Einer der wichtigsten deutschen Autozulieferer, die Continental-Abspaltung Aumovio, erhält erneut Chips aus China. Die Kurzarbeit wurde vorerst gestrichen. Andere Lieferanten dürften eine ähnliche Situation haben.
Der Chef des aus Continental ausgegliederten Automobilzulieferers Aumovio gibt – zumindest vorerst – Entwarnung zum drohenden Chipmangel. „Seit gestern haben wir eine schriftliche Bestätigung, dass wir von den chinesischen Exportkontrollen ausgenommen sind“, sagte Philipp von Hirschheydt gegenüber WELT.
Peking hat im Streit mit den Niederlanden den Export von Nexperia-Chips aus China gestoppt. Die Regierung in Den Haag hatte die chinesischen Eigentümer des europäischen Chipkonzerns enteignet, weil diese die Technologie angeblich nach China verlagern wollten. Das hat die Autoindustrie in eine Krise gestürzt: Zulieferer aller großen Autohersteller nutzen Nexperia-Chips. Bei Bosch beispielsweise gibt es bereits Kurzarbeit. Zuletzt gab Peking nach und kündigte Exportausnahmen an, um die globale Autoindustrie nicht in eine Krise zu stürzen.
Aumovio hat vorsorglich auch bereits Kontakt zur Arbeitsagentur Baden-Württemberg aufgenommen. Es sehe aber nicht danach aus, dass es wirklich Kurzarbeit geben müsse, sagte von Hirschheydt. Allerdings ist Aumovio derzeit nicht in der Lage, einige Teile zu liefern.
Von Hirschheydt sagte, er habe in seinem Unternehmen eine 500-köpfige Task Force zu dem Thema eingerichtet, die auch nach alternativen Lieferanten suchte. Ziel ist es, dauerhaft weitere Hersteller für die betroffenen Teile zu finden, um künftig nicht mehr nur auf einen Lieferanten angewiesen zu sein. Dies würde bedeuten, dass Aumovio dauerhaft weniger Chips von Nexperia kaufen würde. Dies könnte sich auch auf die Hamburger Produktion von Nexperia auswirken.

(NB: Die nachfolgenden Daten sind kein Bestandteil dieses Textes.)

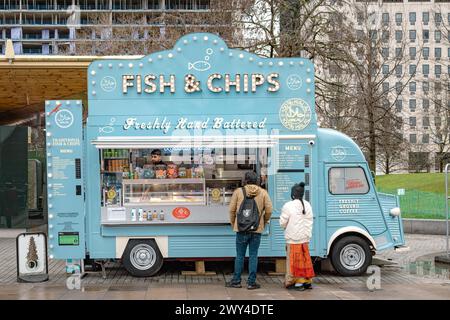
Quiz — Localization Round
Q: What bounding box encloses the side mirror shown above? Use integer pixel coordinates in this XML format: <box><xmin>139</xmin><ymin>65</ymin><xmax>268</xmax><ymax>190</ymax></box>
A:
<box><xmin>370</xmin><ymin>170</ymin><xmax>375</xmax><ymax>183</ymax></box>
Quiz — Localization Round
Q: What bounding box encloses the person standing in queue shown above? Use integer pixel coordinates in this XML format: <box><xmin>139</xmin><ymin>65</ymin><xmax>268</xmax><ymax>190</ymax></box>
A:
<box><xmin>225</xmin><ymin>172</ymin><xmax>272</xmax><ymax>290</ymax></box>
<box><xmin>280</xmin><ymin>182</ymin><xmax>315</xmax><ymax>291</ymax></box>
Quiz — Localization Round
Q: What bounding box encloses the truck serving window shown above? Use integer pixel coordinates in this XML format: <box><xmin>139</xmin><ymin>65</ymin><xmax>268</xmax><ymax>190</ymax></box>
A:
<box><xmin>328</xmin><ymin>167</ymin><xmax>369</xmax><ymax>194</ymax></box>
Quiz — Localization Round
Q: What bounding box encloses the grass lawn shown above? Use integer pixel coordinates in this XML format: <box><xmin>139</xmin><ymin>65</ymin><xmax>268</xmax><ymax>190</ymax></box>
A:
<box><xmin>375</xmin><ymin>173</ymin><xmax>444</xmax><ymax>219</ymax></box>
<box><xmin>375</xmin><ymin>173</ymin><xmax>444</xmax><ymax>193</ymax></box>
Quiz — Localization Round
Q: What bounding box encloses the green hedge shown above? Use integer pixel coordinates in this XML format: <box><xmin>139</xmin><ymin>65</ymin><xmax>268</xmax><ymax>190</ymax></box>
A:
<box><xmin>377</xmin><ymin>188</ymin><xmax>446</xmax><ymax>219</ymax></box>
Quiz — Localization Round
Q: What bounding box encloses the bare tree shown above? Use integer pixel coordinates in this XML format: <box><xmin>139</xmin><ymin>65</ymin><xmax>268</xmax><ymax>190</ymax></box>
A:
<box><xmin>59</xmin><ymin>1</ymin><xmax>242</xmax><ymax>55</ymax></box>
<box><xmin>320</xmin><ymin>1</ymin><xmax>420</xmax><ymax>171</ymax></box>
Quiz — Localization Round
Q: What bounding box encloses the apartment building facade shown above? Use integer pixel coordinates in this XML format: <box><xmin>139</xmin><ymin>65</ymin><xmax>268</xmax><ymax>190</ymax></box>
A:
<box><xmin>0</xmin><ymin>0</ymin><xmax>236</xmax><ymax>55</ymax></box>
<box><xmin>372</xmin><ymin>0</ymin><xmax>450</xmax><ymax>172</ymax></box>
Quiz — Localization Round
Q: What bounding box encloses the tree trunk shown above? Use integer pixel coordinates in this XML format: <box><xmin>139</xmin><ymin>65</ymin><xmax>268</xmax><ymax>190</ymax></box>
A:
<box><xmin>368</xmin><ymin>107</ymin><xmax>377</xmax><ymax>172</ymax></box>
<box><xmin>386</xmin><ymin>156</ymin><xmax>391</xmax><ymax>174</ymax></box>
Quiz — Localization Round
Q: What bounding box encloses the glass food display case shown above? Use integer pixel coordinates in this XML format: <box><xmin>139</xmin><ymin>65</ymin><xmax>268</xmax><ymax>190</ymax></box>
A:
<box><xmin>99</xmin><ymin>148</ymin><xmax>266</xmax><ymax>225</ymax></box>
<box><xmin>122</xmin><ymin>178</ymin><xmax>206</xmax><ymax>206</ymax></box>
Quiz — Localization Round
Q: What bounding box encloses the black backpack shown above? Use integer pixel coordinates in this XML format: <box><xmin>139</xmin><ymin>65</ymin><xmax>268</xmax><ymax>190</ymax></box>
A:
<box><xmin>237</xmin><ymin>188</ymin><xmax>259</xmax><ymax>232</ymax></box>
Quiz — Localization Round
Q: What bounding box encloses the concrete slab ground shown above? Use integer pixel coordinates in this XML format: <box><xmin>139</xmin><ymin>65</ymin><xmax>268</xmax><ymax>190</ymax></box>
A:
<box><xmin>0</xmin><ymin>235</ymin><xmax>450</xmax><ymax>300</ymax></box>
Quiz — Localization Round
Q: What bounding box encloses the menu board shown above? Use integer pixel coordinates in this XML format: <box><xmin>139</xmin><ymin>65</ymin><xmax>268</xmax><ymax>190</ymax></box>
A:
<box><xmin>45</xmin><ymin>100</ymin><xmax>85</xmax><ymax>259</ymax></box>
<box><xmin>270</xmin><ymin>140</ymin><xmax>310</xmax><ymax>212</ymax></box>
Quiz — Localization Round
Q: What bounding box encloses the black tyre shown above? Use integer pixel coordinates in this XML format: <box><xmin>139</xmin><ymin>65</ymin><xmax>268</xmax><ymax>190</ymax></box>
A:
<box><xmin>331</xmin><ymin>236</ymin><xmax>372</xmax><ymax>277</ymax></box>
<box><xmin>122</xmin><ymin>239</ymin><xmax>163</xmax><ymax>277</ymax></box>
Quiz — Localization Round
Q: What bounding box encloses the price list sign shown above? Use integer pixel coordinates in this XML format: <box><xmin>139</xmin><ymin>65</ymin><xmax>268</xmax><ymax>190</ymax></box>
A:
<box><xmin>45</xmin><ymin>100</ymin><xmax>85</xmax><ymax>259</ymax></box>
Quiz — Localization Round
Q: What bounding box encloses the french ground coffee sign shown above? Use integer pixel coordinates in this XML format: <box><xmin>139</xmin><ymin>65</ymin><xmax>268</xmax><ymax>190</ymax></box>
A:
<box><xmin>16</xmin><ymin>233</ymin><xmax>48</xmax><ymax>282</ymax></box>
<box><xmin>88</xmin><ymin>33</ymin><xmax>317</xmax><ymax>136</ymax></box>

Spezielle Qualitätskontrolle
Der europäische Teil von Nexperia warnte kürzlich, dass Nexperia-Chips aus China nicht mehr garantiert werden können, dass sie tatsächlich zertifizierte Wafer enthalten, die in Europa hergestellt wurden. Das liegt an der Arbeitsteilung innerhalb des Konzerns: Die Chips werden in Europa, unter anderem in Hamburg, freigelegt und dann nach China verschickt. Erst dort werden sie zersägt und zu kleinen Bauteilen – etwa Dioden – verarbeitet. Seit Ende Oktober beliefern die europäischen Fabriken die chinesische Endproduktion nicht mehr.
Von Hirschheydt sagte, er rechne weiterhin damit, Originalteile aus China zu erhalten, die im Oktober hergestellt wurden. „Wir prüfen sorgfältig, ob die Komponenten die Qualität erreichen, die wir mit Nexperia vereinbart haben“, sagte er. Dabei hilft die interne Wareneingangskontrolle. Allerdings ist noch unklar, wie lange Nexperia aus China liefern kann. Auch andere europäische Zulieferer dürften nun wieder Nexperia-Chips erhalten.
Aumovio erzielte in den ersten neun Monaten 2025 einen Konzernumsatz von 14,1 Milliarden Euro – ein Rückgang von 4,2 Prozent. Der Rückgang sei auf ein schwaches Europageschäft, eine Portfoliobereinigung und Wechselkurseffekte zurückzuführen, sagte von Hirschheydt. Aufgrund geringerer Investitionen stieg das Betriebsergebnis (EBIT) jedoch um 146 Prozent auf 409 Millionen Euro. Aumovio erzielte eine operative Marge von 2,9 Prozent. Unter dem Strich blieb ein Verlust von 223 Millionen Euro, im Vergleich zu 421 Millionen Euro im Vorjahreszeitraum.
Der in Hannover ansässige Konzern Continental hat sich ganz auf das Reifengeschäft konzentriert und im September das Autoelektronikgeschäft unter dem Namen Aumovio an die Börse gebracht. Die Aumovio-Aktie stieg am Freitag zeitweise um fast sieben Prozent.
Dieser Text wurde für das WELT- und Wirtschaftskompetenzzentrum erstellt Geschäftsinsider.
Christoph Kapalschinski ist Wirtschaftsredakteur und schreibt über Automotive.